This week’s Canadian election, returning Prime Minister Justin Trudeau to power with another minority government, has done little to shift the balance of power at home but has put sharper edges on several of the nation’s ongoing foreign policy debates.
At the forefront is the question of the next government’s approach to China, which, in the view of cybersecurity expert Marcus Kolga, played an unwelcome role in the campaign.
“Foreign disinformation and influence operations were an issue during the election,” said Kolga, who told VOA that the next Trudeau administration “needs to recognize the many foreign policy challenges and threats Canada faces from malign foreign regimes, like Russia, China and Iran.”
“In British Columbia, actors aligned with Beijing targeted incumbent [members of parliament], who have in the past been critical of the Chinese government’s mass human rights abuses,” Kolga said.

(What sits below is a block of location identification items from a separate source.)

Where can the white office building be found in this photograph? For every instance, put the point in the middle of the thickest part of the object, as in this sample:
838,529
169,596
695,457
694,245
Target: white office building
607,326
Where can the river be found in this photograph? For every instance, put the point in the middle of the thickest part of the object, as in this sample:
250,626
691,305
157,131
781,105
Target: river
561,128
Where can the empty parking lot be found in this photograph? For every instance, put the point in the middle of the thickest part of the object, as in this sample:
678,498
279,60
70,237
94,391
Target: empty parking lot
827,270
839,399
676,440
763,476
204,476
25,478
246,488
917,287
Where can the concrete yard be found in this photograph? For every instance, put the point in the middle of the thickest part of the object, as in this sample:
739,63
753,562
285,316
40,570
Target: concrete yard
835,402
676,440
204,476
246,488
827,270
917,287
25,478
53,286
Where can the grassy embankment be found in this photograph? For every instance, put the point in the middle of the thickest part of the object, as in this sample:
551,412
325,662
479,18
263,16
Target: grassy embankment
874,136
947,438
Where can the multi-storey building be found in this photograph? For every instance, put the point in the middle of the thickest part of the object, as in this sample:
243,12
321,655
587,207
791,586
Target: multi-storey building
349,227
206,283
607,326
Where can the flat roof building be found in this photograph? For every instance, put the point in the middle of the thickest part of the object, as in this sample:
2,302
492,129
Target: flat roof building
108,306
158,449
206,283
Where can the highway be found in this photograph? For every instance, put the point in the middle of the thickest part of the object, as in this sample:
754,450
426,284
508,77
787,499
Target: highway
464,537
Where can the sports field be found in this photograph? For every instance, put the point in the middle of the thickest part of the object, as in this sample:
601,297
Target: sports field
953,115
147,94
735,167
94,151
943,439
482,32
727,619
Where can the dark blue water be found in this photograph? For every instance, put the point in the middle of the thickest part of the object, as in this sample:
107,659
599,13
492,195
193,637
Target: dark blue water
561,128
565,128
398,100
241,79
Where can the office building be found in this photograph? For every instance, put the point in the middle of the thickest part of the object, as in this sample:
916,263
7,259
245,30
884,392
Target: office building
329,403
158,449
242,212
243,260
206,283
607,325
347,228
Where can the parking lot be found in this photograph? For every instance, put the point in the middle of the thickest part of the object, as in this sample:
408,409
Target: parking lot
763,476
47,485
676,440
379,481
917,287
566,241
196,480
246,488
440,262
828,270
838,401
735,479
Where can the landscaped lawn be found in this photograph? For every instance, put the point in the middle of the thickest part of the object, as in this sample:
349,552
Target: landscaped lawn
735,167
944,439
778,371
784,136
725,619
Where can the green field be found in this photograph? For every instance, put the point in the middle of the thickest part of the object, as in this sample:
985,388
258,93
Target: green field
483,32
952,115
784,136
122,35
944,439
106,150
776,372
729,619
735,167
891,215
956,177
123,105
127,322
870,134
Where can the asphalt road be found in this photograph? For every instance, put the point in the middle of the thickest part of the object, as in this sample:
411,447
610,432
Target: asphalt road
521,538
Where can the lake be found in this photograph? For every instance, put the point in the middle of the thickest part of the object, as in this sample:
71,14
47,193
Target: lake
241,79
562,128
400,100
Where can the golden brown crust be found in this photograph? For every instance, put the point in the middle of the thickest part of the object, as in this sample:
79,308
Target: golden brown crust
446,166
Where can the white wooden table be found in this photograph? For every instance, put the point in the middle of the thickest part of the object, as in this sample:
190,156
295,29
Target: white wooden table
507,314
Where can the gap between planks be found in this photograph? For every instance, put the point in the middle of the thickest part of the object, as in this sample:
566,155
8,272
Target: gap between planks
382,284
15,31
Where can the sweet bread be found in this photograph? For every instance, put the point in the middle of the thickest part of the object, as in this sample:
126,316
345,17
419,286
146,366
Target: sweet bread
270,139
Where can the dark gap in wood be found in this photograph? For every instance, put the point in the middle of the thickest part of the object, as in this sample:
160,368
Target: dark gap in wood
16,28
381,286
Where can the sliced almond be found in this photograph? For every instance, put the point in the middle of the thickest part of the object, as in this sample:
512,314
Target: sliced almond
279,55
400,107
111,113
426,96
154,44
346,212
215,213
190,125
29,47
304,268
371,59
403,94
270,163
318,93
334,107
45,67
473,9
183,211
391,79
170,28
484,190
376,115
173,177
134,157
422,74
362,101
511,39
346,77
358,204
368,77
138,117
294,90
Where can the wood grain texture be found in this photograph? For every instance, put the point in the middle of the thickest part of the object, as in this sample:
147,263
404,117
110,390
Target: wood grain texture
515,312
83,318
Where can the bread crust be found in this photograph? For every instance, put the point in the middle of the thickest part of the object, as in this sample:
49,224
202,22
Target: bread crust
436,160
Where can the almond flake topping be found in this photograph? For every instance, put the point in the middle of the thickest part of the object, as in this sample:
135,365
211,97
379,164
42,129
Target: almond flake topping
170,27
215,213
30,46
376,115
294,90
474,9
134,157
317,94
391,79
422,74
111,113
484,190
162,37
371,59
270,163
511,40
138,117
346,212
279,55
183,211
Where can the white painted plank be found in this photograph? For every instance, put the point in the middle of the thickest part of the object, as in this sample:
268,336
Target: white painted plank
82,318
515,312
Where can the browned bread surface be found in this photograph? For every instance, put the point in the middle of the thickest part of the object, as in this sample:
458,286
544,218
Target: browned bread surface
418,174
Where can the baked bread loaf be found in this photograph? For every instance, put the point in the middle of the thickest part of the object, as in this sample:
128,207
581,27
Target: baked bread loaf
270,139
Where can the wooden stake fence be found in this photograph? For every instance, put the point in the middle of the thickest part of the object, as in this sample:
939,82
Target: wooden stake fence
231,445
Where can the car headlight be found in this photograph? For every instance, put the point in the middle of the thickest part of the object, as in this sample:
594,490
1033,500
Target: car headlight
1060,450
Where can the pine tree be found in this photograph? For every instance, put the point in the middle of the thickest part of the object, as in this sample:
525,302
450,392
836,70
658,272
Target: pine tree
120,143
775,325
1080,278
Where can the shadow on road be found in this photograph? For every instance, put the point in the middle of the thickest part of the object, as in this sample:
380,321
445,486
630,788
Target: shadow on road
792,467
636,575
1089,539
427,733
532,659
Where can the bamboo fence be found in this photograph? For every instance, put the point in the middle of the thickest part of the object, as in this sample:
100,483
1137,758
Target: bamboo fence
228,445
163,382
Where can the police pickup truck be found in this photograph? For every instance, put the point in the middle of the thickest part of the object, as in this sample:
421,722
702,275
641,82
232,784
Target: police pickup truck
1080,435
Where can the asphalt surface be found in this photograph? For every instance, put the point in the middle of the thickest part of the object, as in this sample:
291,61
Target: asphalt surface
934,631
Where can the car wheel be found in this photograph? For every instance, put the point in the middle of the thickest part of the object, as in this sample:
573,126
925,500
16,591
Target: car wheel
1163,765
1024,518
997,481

Kolga, who specializes in the use of disinformation, pointed to the case of Kenny Chiu, a Hong Kong-born MP who “was targeted by an anonymous disinformation campaign after he introduced legislation to curb the influence operations of malign foreign regimes, and ultimately lost his seat.”
Analyst Charles Burton at the Ottawa-based MacDonald-Laurier Institute, also sees China as a pre-eminent challenge for the new government.
He noted that the opposition Conservative Party’s campaign platform had called for a “closer alliance with the United States and likeminded democracies to meet the challenge of China's gross violations of the norms of diplomacy and trade that are successively undermining the post-war international rules-based order.”
Much on the minds of many Canadian analysts is the nation’s omission from AUKUS, the new security pact among the United States, Britain and Australia that was announced last week. Both Kolga and Burton see that as a Trudeau administration policy choice rather than a snub.
Also left out of last week’s announcement was New Zealand, which like Canada belongs with the other three to the so-called Five Eyes intelligence-sharing group. That country has already demanded that Australia’s promised nuclear-powered submarines not dock in its waters.
Nevertheless, Washington-based intelligence expert Graham Plaster sees prospects for future cooperation between Canada and the AUKUS trio.
“Trudeau has said AUKUS is focused on nuclear submarine technology, and therefore not relevant to Canada,” said Plaster, the CEO of The Intelligence Community Inc., a security consulting firm.
“But emerging technology for security will be one of the common themes of the Five Eyes intelligence alliance going forward, so Trudeau's move towards a more cohesive partnership with the Biden administration may include revisiting this platform position.”
For many Canadians, there are more urgent policy issues to be addressed that hit closer to home.
“Canada needs to get its act together and be the global climate leader it claims to be,” said Betsy MacDonald, who ran unsuccessfully for parliament on behalf of the left wing New Democratic Party in the Atlantic province of Nova Scotia.
“Drastically cutting our emissions must be a priority in the near term, and we’ll be fighting hard on this goal,” she said in an interview.
And for 38-year-old Michael Townsend, who describes himself as a “technologist, maker, and artist living in downtown Toronto,” the biggest issue is Canadian arms sales to Saudi Arabia and other “regimes with less-than-stellar human rights records.”
“I predict more of the same from our foreign policy,” Townsend said.
David Tetreau, who works in the oil and gas sector in the western province of Alberta, said he would like to see the next administration push for free trade arrangements with Commonwealth countries, especially Australia and New Zealand.
And unlike many prominent security experts, Tetreau hopes Trudeau will mend ties with China after a series of high profile spats between the two nations.
“Maybe make up with China a bit?” he said.